More difficult situation is with places of non-liberty in social sphere: medical institutions, boarding institutions for providing social services for different vulnerable groups, educational institutions for children. At first glance it is too hard to attribute them to places of non-liberty, but if we consider them in Hegels interpretation of liberty and we take into account a liberty in individual and cultural development sphere it becomes obvious, that individual liberty in such places is limited and they can be classified as places of non-liberty.
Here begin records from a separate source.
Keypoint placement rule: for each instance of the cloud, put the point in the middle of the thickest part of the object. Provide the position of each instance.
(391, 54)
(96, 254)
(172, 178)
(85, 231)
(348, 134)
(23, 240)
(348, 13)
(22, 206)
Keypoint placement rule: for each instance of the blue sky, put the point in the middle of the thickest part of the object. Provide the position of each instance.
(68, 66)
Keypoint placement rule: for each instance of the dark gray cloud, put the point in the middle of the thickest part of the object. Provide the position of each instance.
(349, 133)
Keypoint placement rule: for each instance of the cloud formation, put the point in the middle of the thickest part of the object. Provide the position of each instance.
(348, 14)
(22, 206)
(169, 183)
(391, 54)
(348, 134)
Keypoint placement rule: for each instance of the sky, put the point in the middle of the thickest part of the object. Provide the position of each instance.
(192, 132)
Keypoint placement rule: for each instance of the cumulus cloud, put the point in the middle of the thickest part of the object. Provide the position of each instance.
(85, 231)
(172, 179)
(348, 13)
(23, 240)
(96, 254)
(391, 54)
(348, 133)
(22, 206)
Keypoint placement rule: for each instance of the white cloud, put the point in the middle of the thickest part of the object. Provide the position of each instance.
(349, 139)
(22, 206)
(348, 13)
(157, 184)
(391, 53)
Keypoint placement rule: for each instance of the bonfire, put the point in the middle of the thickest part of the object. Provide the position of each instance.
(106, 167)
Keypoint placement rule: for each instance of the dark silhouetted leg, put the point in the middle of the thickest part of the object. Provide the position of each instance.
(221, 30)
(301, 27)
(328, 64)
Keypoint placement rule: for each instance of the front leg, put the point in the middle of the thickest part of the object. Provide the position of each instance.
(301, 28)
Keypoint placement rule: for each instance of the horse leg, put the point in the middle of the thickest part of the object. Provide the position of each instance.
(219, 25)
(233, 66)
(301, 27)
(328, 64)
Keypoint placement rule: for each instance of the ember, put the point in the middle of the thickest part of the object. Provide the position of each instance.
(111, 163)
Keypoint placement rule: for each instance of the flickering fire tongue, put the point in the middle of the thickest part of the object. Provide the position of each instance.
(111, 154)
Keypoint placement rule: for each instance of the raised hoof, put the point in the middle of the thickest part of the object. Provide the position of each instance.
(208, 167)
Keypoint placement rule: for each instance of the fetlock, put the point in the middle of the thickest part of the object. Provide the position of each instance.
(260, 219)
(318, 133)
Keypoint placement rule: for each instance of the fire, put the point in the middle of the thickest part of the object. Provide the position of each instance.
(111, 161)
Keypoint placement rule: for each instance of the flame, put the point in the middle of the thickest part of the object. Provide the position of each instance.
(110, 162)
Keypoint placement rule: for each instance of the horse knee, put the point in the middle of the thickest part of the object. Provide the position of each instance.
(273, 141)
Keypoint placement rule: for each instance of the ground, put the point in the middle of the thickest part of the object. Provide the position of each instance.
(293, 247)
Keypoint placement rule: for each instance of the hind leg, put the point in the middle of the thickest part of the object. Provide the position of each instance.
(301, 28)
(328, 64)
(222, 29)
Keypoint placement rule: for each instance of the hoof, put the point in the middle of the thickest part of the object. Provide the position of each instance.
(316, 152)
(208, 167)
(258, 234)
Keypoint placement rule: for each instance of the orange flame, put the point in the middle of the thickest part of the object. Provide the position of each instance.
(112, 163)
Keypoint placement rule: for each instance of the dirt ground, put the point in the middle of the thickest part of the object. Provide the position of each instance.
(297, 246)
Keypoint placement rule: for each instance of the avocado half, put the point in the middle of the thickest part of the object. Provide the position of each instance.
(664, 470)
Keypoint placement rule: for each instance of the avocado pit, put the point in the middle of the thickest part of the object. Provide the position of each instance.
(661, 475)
Except only philosophical interpretation of this classification, a limitation of liberty, liberty of choice, development are also completely pragmatically legal categories. Person is placed at such institutions according to the decision of judicial or administrative body, that completely corresponds to requirements for places, which must be monitored (the Art. 4 of the Optional Protocol). Moreover, our own monitoring experience (for example boarding schools for children and psycho-neurological homes) shows that holding and treatment conditions with clients in such places allow to classify them in full as places of non-liberty.
One of the main factors which, in our opinion, give an opportunity to understand an essence of limitations in social institutions is a term of clients holding. A child, who has intellectual and/or mental deviation, can stay under state guardianship all his/her life (!). A child, placed to boarding school for disabled children from 3 years old can live in it to 18 years, and after attainment of majority he/she can go to psycho-neurological homes or will stay at the same institution to 35 years, if there is a youth department. It is not difficult to count 32 years under a state guardianship, in our opinion, is enough argument in order to refer such category of institutions to places of non-liberty. For comparison a maximum term of imprisonment, excepting an life term imprisonment , makes up 15 years. When we talk about reference of such places to the list of non-liberty institutions, we dont maintain that there is ill-treatment in such places, but a long term staying under state jurisdiction can become a seduction for a staff, that increases a risk of such treatment. In addition clients of such institutions can not complain on ill-treatment (a part of them are recognized by a court as incapable), their contacts with outside world are limited because of their mental state and physical distance from people.
Thus, we offer a such definition of a place of non-liberty: it is a place where person is held (placed) by order of any judicial, administrative or other body or at its direction, and with its consent and acquiescence (official and unofficial places of detention) in public or private institution in custody / imprisonment or under guardianship, and which this person can not leave by own will or dont have an opportunity to realize this will (because of physical or financial state).